JC virus/human immunodeficiency virus 1 co-infection in the Brazilian Amazonian region

JC virus (JCV) is a member of the Polyomaviridae family and is associated to a severe disease known as progressive multifocal leukoencephalopathy, PML, which is gradually increasing in incidence as an opportunistic infection among AIDS patients. The present study aimed to investigate the occurrence of JCV among HIV-1 carriers including their types and molecular subtypes and the possible association with disease. Urine samples from 66 HIV-1 infected subjects were investigated for the presence of the virus by amplifying VP1 (215bp) and IG (610bp) regions using the polymerase chain reaction. JCV was detected in 32% of the samples.
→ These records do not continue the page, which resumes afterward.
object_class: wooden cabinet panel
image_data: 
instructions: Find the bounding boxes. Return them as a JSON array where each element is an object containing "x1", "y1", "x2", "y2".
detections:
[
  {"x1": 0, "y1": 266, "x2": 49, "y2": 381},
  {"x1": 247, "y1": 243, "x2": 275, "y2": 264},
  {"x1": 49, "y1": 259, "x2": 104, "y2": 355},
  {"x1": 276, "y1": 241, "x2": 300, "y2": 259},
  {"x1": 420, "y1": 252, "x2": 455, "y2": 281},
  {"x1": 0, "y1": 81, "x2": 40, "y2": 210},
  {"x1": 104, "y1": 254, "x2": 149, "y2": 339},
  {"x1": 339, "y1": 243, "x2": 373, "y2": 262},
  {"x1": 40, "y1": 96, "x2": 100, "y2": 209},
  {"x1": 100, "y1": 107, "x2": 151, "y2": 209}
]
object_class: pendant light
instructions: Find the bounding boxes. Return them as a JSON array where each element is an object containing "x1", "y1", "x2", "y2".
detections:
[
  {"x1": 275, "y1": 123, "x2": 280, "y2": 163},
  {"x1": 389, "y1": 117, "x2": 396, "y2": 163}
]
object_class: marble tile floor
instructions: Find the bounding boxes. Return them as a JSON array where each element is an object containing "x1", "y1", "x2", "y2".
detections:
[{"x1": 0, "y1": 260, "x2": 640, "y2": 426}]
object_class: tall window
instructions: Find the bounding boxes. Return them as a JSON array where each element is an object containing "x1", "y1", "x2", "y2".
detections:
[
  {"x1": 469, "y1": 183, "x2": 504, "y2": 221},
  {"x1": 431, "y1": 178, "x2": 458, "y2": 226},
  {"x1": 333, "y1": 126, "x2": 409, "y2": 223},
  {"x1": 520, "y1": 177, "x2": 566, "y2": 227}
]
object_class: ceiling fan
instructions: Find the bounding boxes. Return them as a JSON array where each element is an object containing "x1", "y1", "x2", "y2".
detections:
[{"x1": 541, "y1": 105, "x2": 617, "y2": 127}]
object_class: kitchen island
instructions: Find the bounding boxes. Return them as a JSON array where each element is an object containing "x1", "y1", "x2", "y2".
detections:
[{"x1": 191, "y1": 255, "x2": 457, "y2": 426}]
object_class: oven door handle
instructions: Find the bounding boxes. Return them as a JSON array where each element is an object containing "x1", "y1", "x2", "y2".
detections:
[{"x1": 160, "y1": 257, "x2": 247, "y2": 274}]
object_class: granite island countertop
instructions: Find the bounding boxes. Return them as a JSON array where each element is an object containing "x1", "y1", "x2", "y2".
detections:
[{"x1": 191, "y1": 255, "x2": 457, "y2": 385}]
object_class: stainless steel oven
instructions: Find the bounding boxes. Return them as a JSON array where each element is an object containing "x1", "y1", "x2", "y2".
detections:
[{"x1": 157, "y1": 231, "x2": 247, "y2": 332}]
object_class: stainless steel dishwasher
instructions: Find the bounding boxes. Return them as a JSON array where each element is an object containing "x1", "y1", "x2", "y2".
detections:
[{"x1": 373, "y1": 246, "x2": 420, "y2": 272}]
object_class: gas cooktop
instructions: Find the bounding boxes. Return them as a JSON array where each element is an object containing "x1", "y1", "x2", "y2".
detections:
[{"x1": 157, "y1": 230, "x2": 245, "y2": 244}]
The results confirmed the occurrence of type B (subtype Af2); in addition, another polyomavirus, BKV, was also detected in 1.5% of samples of the HIV-1 infected subjects. Apparently, there was no significant difference between mono- (HIV-1 only) and co-infected (HIV-1/JCV) subjects regarding their TCD4(+)/TCD8(+) lymphocyte counts or HIV-1 plasma viral load. Self admitted seizures, hearing and visual loses were not significantly different between the two groups.